Exogenous Functional Mitochondria Derived from Bone Mesenchymal Stem Cells That Respond to ROS Can Rescue Neural Cells Following Ischemic Stroke

Background: Upon uptake by stressed cells, functional mitochondria can perform their normal functions, ultimately enhancing the survival of host cells. However, despite the promising results of this approach, there is still a lack of understanding of the specific relationship between nerve cells and functional mitochondria.
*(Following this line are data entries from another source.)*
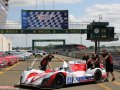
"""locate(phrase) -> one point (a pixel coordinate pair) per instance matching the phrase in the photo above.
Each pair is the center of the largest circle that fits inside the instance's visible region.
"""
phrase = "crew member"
(109, 63)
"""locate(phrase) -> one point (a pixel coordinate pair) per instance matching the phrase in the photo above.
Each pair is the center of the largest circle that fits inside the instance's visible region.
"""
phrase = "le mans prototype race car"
(71, 72)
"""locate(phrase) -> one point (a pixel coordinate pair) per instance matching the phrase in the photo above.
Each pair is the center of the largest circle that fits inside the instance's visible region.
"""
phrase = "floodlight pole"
(36, 4)
(53, 4)
(43, 4)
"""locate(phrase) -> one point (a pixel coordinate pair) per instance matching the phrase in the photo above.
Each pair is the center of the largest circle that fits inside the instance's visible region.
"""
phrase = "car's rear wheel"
(97, 75)
(59, 81)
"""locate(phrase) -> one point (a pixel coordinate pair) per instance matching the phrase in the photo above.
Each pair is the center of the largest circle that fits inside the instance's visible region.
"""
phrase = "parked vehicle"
(69, 73)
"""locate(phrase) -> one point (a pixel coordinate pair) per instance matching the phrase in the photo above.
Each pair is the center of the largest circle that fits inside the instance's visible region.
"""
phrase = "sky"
(84, 11)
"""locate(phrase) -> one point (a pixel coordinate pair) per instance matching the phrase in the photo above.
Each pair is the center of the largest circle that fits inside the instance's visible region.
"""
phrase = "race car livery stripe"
(40, 76)
(31, 75)
(104, 86)
(72, 79)
(7, 87)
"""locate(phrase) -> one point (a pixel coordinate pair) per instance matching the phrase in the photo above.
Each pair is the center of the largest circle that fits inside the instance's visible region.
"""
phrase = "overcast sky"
(79, 11)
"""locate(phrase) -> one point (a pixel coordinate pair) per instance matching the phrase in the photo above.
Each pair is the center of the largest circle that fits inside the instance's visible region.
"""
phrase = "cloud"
(33, 2)
(109, 13)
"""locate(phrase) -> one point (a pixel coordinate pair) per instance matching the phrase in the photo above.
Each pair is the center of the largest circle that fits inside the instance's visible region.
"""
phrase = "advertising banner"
(44, 19)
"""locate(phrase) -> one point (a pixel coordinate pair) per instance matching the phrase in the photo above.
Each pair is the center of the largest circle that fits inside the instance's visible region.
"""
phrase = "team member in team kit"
(109, 63)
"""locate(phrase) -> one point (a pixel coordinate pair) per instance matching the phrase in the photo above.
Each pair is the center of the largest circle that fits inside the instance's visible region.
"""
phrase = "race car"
(69, 73)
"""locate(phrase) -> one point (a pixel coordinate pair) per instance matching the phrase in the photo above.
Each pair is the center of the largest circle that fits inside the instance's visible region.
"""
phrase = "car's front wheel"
(59, 81)
(97, 75)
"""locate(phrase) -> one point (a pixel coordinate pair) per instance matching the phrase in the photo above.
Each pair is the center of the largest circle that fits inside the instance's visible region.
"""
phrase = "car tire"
(97, 75)
(59, 81)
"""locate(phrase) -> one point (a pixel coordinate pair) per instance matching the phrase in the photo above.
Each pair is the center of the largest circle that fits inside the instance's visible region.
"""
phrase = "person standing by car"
(109, 63)
(96, 62)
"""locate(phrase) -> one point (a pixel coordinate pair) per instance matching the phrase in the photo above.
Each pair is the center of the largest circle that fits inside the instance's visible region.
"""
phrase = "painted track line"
(117, 83)
(7, 69)
(104, 86)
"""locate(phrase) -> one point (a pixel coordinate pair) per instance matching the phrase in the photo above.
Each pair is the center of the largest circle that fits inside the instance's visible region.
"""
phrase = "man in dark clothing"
(46, 61)
(96, 62)
(109, 63)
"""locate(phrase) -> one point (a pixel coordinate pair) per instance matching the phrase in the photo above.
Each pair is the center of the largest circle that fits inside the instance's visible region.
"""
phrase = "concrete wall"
(5, 43)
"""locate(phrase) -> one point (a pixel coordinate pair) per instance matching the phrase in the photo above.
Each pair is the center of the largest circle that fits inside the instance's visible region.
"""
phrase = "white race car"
(70, 73)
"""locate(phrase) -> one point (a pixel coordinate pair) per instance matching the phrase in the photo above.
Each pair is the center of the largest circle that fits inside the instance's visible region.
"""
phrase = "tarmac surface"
(10, 76)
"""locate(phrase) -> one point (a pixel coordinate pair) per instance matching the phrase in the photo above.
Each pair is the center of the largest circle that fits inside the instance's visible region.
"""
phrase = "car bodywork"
(69, 73)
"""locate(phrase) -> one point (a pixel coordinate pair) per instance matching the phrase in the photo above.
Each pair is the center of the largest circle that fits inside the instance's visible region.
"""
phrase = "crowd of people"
(95, 60)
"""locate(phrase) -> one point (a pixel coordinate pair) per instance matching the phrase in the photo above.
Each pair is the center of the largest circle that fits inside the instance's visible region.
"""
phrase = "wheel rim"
(59, 80)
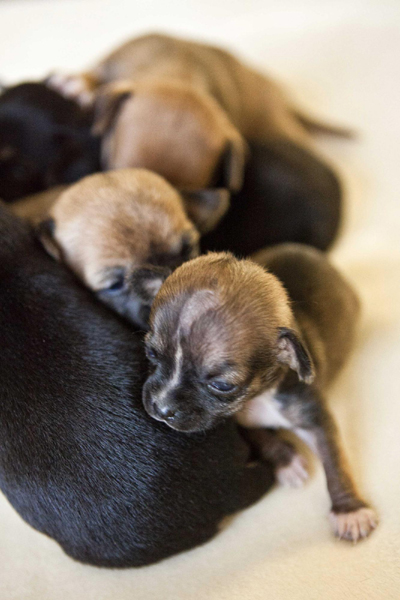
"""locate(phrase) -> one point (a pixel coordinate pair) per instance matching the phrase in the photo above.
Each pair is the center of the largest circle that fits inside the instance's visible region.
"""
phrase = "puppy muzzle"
(173, 415)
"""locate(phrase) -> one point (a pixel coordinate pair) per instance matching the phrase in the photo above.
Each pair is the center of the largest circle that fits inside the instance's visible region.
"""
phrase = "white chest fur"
(263, 411)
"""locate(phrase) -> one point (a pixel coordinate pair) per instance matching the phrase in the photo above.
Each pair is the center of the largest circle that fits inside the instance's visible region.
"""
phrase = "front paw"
(73, 87)
(353, 526)
(295, 474)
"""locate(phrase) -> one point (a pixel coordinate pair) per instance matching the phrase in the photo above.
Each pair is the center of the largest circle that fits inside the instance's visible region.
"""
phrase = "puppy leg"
(351, 517)
(290, 467)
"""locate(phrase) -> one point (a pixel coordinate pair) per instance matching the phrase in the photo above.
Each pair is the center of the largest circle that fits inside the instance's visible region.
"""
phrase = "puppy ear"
(108, 104)
(292, 352)
(146, 281)
(205, 208)
(233, 162)
(45, 233)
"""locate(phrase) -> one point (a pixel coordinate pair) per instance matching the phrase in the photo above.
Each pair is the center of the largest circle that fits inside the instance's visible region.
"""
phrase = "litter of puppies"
(167, 306)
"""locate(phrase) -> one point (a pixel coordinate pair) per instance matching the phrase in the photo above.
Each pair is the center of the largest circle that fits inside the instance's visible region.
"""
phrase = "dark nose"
(166, 412)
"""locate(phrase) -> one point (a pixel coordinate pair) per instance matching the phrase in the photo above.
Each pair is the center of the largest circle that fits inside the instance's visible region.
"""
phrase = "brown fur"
(279, 336)
(122, 233)
(178, 107)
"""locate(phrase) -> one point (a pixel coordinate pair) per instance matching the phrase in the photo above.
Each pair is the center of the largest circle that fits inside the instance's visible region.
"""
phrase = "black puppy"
(79, 458)
(45, 140)
(289, 195)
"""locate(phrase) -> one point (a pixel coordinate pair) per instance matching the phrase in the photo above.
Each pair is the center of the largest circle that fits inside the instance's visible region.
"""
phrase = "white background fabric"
(341, 60)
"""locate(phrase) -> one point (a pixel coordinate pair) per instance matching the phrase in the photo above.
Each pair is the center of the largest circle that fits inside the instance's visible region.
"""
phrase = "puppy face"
(123, 233)
(171, 129)
(44, 141)
(220, 334)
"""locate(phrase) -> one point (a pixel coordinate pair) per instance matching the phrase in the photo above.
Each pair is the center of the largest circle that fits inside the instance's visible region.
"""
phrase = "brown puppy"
(124, 231)
(228, 337)
(183, 109)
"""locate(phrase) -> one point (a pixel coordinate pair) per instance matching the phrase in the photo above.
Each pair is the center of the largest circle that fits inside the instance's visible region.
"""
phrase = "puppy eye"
(151, 354)
(222, 386)
(117, 285)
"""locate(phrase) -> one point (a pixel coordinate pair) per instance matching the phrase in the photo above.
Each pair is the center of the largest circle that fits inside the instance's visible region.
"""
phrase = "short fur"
(79, 458)
(182, 109)
(45, 140)
(263, 345)
(287, 196)
(124, 231)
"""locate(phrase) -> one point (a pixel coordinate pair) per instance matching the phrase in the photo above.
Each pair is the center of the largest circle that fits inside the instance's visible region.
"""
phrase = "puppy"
(287, 196)
(124, 231)
(228, 337)
(183, 109)
(79, 458)
(45, 140)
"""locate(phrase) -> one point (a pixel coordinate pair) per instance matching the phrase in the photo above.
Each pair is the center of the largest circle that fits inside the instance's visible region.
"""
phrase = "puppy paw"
(73, 87)
(355, 525)
(295, 474)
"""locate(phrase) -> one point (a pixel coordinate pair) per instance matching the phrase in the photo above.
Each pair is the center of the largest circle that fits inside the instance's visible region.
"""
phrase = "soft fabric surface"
(340, 59)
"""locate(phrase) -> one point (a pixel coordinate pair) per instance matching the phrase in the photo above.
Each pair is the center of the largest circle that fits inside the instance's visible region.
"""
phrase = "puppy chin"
(186, 427)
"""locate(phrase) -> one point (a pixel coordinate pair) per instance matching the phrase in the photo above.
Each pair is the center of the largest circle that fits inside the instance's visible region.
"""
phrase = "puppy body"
(79, 458)
(183, 109)
(264, 346)
(287, 196)
(123, 232)
(45, 140)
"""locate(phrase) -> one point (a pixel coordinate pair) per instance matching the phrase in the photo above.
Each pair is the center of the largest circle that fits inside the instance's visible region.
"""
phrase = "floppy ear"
(233, 162)
(45, 233)
(146, 281)
(108, 104)
(205, 208)
(292, 352)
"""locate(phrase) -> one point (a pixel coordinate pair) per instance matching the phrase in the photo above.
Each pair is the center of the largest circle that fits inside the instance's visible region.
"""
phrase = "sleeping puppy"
(229, 337)
(123, 232)
(45, 140)
(287, 196)
(184, 109)
(80, 460)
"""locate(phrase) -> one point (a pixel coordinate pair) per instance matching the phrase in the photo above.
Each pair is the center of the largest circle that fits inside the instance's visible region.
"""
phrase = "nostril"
(167, 413)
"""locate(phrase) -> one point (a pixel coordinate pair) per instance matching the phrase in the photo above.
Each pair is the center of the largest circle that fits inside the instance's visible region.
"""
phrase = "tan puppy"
(183, 110)
(124, 231)
(226, 337)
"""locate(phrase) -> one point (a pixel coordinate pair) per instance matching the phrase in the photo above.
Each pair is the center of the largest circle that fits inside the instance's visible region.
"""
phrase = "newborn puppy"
(183, 109)
(45, 140)
(287, 196)
(123, 232)
(228, 337)
(79, 458)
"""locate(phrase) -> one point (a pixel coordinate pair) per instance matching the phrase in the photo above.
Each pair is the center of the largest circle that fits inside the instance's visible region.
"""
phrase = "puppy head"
(122, 233)
(221, 332)
(171, 129)
(44, 141)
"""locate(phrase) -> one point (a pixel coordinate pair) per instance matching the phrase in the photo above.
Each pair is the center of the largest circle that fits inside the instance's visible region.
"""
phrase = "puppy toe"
(355, 525)
(295, 474)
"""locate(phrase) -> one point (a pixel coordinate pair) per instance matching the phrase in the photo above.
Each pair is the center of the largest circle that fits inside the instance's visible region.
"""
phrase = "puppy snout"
(166, 413)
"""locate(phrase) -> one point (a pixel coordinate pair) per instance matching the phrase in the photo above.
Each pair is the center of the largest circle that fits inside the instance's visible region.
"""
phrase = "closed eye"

Methods: Functional mitochondria (F-Mito) were isolated from bone marrow-derived mesenchymal stem cells (BMSCs). The ability of microglia cells to internalize F-Mito was evaluated using a middle cerebral artery occlusion (MCAO) model in C57BL/6J mice and an oxygen-glucose deprivation/reoxygenation (OGD/R) cell model. After OGD/R and F-Mito treatment, the temporal dynamics of intracellular Reactive Oxygen Species (ROS) levels were examined.The relationship between ROS levels and F-Mito uptake was assessed at the individual cell level using MitoSOX, Mitotracker, and HIF-1α labeling.

Results: Our findings indicate that microglia cells exhibit enhanced mitochondrial uptake compared to astrocytes. Furthermore, internalized F-Mito reduced ROS levels and HIF-1α levels. Importantly, we found that the ROS response in microglia cells following ischemia is a critical regulator of F-Mito internalization, and promoting Autophagy in microglia cells might reduce the uptake of ROS and HIF-1α levels.

Conclusion: It is verified that F-Mito derived from BMSCs play a protective role in ischemia-reperfusion injury, as their weakening reduces microglial cell activation and alleviates neuroinflammation.

HIF-1α; ROS; ischemic stroke; neuroinflammation; stem cell.